Getting back on track, I went to Jamaica a month ago.
Perhaps this will illustrate how small I truly am as an individual, but I had never before been out of the country. When my passport arrived in the mail, it hit me that going on my honeymoon was far more than enjoying nine days and eight nights of bliss with my husband, it was making my corner of the universe just a tiny bit bigger. I've always said that was the ultimate point of traveling, so it's not like this was a true revelation. And I've also traveled, but only inside of America. I've been to a lot of places and seen a lot of things. But leaving the country was wholly new, and getting my passport was one of the final nails in the coffin that I was really about to become a bigger person. I was so excited.
I'm terrified of flying right until the plane starts to taxi. About there, I'm resigned to my fate. If I die, I die. It's completely out of my hands, so I might as well enjoy myself until I explode in the sky. My best friend, Amber, had never flown before. Ever. Because her terror of planes far surpasses mine. To the point where she gets irritated by my jokes about how I could totally die on a flight. She went with Derek and I to the airport, because she was going home the same day that we were going to Jamaica. I was a very good girl, and spent the entire four hours we were at the airport without a single joke about dying in transit to Jamaica.

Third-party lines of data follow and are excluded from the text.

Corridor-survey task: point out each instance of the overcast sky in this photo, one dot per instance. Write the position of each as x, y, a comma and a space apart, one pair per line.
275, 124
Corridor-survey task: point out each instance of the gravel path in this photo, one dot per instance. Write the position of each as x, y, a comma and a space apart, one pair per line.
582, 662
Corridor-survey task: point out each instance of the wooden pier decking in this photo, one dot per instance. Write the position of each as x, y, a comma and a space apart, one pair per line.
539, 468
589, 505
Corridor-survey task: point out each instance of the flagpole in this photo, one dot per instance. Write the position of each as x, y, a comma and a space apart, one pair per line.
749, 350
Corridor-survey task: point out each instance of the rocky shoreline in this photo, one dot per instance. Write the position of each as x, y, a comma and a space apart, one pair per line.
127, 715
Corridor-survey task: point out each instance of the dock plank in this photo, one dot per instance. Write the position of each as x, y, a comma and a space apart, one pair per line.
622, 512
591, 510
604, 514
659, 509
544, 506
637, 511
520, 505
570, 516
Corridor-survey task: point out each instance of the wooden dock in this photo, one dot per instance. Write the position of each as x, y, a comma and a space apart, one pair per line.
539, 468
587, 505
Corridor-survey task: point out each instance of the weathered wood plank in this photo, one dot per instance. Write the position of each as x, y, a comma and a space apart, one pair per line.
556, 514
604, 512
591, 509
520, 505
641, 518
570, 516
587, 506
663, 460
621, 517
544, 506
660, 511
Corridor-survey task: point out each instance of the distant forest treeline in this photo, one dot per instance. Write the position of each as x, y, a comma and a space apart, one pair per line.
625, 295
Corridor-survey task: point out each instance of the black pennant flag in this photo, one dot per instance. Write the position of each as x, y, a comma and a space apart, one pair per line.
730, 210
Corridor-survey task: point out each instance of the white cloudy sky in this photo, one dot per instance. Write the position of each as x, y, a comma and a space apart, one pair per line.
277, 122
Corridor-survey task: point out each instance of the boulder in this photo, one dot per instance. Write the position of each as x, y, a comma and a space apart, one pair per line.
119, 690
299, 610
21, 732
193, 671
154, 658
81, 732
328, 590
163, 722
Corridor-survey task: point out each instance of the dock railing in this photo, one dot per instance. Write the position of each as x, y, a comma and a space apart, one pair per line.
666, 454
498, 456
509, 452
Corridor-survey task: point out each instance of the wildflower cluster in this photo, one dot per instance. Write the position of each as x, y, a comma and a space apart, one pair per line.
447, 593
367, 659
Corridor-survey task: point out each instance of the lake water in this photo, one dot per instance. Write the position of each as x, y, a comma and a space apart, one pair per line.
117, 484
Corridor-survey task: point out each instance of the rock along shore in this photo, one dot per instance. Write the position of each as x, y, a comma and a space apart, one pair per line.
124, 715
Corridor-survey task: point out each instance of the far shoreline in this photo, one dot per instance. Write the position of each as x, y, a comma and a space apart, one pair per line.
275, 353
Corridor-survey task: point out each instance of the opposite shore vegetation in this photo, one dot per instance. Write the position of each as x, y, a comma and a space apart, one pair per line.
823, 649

Amber and I having breakfast, sans death jokes.
Derek and I had two flights to take: Denver to Dallas, and Dallas to Negril.

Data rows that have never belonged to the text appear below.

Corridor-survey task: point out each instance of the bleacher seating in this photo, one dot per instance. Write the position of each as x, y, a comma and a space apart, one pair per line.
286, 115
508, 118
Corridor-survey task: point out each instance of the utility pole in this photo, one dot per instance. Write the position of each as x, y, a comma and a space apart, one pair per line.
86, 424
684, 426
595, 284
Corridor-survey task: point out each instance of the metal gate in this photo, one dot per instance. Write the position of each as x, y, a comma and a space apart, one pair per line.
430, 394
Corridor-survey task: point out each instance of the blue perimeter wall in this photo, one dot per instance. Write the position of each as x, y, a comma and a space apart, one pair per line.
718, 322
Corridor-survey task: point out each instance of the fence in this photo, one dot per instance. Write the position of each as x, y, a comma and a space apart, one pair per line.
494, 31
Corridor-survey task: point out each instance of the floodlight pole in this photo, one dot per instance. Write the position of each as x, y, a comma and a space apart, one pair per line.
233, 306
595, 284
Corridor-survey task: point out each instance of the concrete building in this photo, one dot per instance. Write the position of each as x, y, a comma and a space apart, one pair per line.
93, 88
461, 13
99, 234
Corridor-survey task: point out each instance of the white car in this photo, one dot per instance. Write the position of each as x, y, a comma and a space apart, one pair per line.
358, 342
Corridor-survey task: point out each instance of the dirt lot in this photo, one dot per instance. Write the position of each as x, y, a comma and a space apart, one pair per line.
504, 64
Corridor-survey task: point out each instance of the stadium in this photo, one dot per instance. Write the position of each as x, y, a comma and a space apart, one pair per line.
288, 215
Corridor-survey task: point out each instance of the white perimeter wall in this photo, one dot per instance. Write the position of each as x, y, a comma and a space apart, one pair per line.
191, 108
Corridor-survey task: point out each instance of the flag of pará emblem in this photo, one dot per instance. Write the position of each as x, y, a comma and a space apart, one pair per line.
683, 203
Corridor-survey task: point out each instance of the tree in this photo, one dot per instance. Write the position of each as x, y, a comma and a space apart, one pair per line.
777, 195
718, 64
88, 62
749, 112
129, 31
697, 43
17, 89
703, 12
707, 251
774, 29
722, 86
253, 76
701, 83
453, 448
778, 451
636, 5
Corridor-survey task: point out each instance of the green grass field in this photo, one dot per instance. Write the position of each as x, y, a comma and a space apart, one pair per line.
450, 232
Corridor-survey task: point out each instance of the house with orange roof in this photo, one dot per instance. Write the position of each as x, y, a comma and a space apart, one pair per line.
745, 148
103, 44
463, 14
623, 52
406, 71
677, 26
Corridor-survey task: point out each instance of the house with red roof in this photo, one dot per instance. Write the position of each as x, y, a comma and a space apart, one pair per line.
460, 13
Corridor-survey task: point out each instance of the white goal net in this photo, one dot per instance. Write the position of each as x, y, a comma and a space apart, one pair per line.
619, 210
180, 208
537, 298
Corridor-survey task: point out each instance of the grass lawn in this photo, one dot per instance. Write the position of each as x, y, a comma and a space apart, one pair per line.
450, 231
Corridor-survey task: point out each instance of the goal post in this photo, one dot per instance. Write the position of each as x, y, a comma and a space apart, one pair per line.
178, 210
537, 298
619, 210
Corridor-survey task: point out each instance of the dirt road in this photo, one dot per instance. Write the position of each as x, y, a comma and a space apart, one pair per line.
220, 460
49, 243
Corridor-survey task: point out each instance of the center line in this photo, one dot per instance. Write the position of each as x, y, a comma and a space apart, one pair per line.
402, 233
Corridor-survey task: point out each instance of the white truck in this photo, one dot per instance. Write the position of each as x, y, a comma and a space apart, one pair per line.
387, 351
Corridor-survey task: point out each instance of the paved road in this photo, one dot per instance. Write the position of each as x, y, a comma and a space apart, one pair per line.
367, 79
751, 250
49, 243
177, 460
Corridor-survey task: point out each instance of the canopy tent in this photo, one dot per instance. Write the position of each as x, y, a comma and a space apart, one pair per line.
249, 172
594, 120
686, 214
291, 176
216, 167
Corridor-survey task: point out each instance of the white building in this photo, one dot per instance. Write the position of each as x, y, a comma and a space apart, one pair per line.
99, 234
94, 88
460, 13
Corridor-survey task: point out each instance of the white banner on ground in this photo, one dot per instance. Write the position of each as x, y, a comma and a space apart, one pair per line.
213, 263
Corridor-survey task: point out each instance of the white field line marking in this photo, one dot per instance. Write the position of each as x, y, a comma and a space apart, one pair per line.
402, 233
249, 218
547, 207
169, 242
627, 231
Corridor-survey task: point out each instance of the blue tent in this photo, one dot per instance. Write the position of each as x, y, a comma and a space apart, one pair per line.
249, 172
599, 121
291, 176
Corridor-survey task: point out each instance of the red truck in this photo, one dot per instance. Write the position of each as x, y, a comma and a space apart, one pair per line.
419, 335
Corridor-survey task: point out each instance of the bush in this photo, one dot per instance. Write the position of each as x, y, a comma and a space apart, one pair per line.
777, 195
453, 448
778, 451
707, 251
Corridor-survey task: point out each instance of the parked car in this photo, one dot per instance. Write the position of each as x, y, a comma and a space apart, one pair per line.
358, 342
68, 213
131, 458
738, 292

If I look like I've been crying in that picture, it's because I had been. I was SO FREAKED OUT about flying internationally, despite my excitement about making my wold bigger. Our flights combined were only six hours. I cried for four of them, and slept for the other two. In fact, I worried myself into such a frenzy that I felt sick when we landed in Jamaica. Only a mild sick, though. Going through customs was so fucking COOL for me, and an absolute breeze. I expected it to take at least an hour; it took ten minutes, and that's a generous estimate.
We had a representative from our resort waiting to escort us to a luxurious lounge area, and this is when the heat and the humidity hit me, and every step I took escalated my feelings of disgusting sick. They offered Derek and I drinks, and I asked for water, and sat down feeling crabby and revolting and anxious and tired. We were informed that we had a two hour drive from the airport to the resort, and I got a bit more green around the gills thinking of the bumpy car ride that the man was explaining to us. The only nice thing that happened on the way from the airport to the resort was the air conditioning in the car. I fell into a tumbling sleep the second I sat down in our (quite posh) transport van.

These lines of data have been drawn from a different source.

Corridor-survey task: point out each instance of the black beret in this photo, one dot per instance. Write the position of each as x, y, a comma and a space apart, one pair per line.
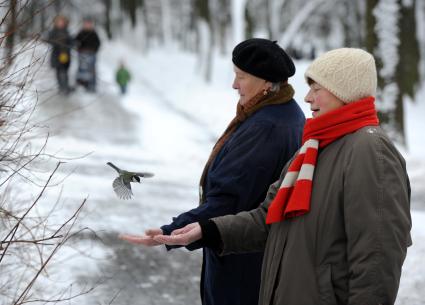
263, 58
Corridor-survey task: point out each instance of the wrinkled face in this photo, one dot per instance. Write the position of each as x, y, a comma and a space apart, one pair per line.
248, 85
321, 100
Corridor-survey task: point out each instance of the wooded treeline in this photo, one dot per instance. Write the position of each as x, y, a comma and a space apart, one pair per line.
390, 29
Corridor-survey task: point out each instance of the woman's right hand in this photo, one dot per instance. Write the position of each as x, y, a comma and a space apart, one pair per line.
181, 237
147, 240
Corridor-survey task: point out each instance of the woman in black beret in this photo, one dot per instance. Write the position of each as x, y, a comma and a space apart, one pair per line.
246, 159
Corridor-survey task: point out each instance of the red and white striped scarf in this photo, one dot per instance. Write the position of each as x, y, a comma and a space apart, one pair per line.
293, 196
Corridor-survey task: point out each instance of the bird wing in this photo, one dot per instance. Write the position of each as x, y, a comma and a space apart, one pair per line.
144, 174
122, 189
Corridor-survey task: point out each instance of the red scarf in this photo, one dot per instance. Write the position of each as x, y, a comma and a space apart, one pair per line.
293, 197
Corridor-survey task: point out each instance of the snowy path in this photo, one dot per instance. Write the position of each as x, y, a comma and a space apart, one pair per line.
102, 125
161, 128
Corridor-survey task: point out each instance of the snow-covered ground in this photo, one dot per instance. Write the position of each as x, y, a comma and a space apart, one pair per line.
166, 124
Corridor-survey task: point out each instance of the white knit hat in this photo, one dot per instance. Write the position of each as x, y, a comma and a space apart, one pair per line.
348, 73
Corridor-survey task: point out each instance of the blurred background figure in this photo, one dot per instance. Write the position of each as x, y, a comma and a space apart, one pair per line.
60, 58
122, 77
88, 44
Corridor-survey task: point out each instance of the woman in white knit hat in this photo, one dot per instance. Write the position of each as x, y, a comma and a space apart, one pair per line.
336, 226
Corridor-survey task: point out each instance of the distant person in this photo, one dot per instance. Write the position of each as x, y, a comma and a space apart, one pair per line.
88, 43
122, 78
250, 154
60, 58
335, 227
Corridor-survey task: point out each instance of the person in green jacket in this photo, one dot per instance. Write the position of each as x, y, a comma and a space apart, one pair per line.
335, 227
122, 78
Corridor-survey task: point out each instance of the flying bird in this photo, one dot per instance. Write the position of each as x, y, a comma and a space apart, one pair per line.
121, 184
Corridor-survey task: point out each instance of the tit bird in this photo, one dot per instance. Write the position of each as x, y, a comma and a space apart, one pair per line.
122, 185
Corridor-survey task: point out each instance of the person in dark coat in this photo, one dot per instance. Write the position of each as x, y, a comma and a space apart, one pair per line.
335, 227
264, 134
60, 58
88, 44
122, 77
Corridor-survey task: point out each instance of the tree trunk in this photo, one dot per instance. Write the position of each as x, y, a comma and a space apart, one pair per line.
393, 84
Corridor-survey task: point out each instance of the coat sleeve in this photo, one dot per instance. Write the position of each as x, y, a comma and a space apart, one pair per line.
377, 220
247, 231
239, 181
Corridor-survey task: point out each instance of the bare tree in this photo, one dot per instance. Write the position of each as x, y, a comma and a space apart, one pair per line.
28, 242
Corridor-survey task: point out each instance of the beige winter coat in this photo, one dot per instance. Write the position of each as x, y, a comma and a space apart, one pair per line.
350, 247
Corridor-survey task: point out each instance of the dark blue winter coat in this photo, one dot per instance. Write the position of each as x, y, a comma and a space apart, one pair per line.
237, 180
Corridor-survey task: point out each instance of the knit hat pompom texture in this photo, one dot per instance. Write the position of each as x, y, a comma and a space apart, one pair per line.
348, 73
263, 58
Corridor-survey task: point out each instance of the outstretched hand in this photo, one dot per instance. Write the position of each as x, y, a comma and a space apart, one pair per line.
147, 240
182, 237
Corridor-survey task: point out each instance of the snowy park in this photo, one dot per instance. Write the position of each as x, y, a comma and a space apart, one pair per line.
166, 123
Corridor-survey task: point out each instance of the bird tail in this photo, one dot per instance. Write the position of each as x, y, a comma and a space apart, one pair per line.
114, 167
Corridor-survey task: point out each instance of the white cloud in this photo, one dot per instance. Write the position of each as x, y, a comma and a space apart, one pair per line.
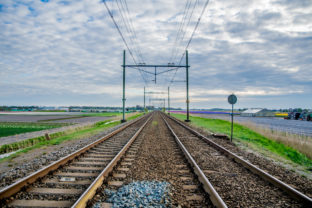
252, 48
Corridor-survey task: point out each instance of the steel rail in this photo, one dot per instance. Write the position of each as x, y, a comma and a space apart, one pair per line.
17, 186
266, 176
213, 194
91, 191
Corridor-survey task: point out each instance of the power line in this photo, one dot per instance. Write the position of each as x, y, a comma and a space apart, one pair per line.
190, 40
179, 31
188, 23
120, 33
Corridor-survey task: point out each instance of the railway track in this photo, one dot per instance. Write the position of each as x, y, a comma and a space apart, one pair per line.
73, 180
239, 183
153, 148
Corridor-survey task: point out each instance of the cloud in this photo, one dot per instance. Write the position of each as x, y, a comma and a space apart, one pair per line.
257, 49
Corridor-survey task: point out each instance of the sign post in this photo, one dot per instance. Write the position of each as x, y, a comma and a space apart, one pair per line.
232, 99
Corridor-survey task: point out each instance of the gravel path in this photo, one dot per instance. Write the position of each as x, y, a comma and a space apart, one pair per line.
298, 182
19, 137
237, 186
35, 162
158, 160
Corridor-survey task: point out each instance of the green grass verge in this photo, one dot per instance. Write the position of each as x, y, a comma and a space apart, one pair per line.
60, 137
246, 135
105, 114
13, 128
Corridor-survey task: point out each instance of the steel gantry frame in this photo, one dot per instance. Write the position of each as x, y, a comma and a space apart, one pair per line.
171, 68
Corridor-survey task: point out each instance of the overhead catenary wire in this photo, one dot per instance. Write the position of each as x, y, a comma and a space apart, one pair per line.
179, 31
188, 23
122, 37
190, 40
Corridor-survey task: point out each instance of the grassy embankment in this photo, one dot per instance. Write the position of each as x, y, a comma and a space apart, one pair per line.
13, 128
60, 137
251, 139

When we arrived at the hotel, a very excited Derek and a really heat sick and dehydrated Drea were given the option to take boozy refreshments. Derek took them, I asked for water, and then threw a temper tantrum over having to fill out arrival paperwork. But only internally. I felt more sick by the second, and listening to Derek exclaim over how gorgeous our hotel was (it really fucking was), and how delicious his drink was, and how good the ocean smelled (all true things) only seemed to make it worse. Derek and I walked up to our third floor suite, he went and sat down on the balcony, and I shed my clothes and limply got into bed, hoping I would feel better soon.
I took a nap, Derek went down to eat, and when I woke up, I was so incredibly thirsty, but also terrified to drink local water. I drank it, anyway. It's not like Colorado water, but it's definitely good enough to drink.
My hotel room (which was a MASSIVE suite. Fuck yeah! But it's easier to say hotel room, or just room, and it also lowers how god damn pretentious and disgustingly obsessed with status symbols I sound) was comfortably warm, and comfortably humid, and it smelled like the saltiness and slightly fishy undertone of the ocean. In retrospect, I'm so disappointed I felt too sick to enjoy it in that moment. Derek was going on about how he'd walked around the hotel and he was excited to see it in the daylight.
I turned on Last Week Tonight, and hoped I'd feel better after a full night's rest.
Thinking back on it now, it was SO disappointing to arrive into a foreign country for the first time and to feel so absolutely miserable. I wanted to exclaim and feel excited, and be totally immersed in the fact that I was so far from home, and I was so far from where I was a member of the status quo.
But I'd certainly have that moment. I had eight days ahead of me that were full of them.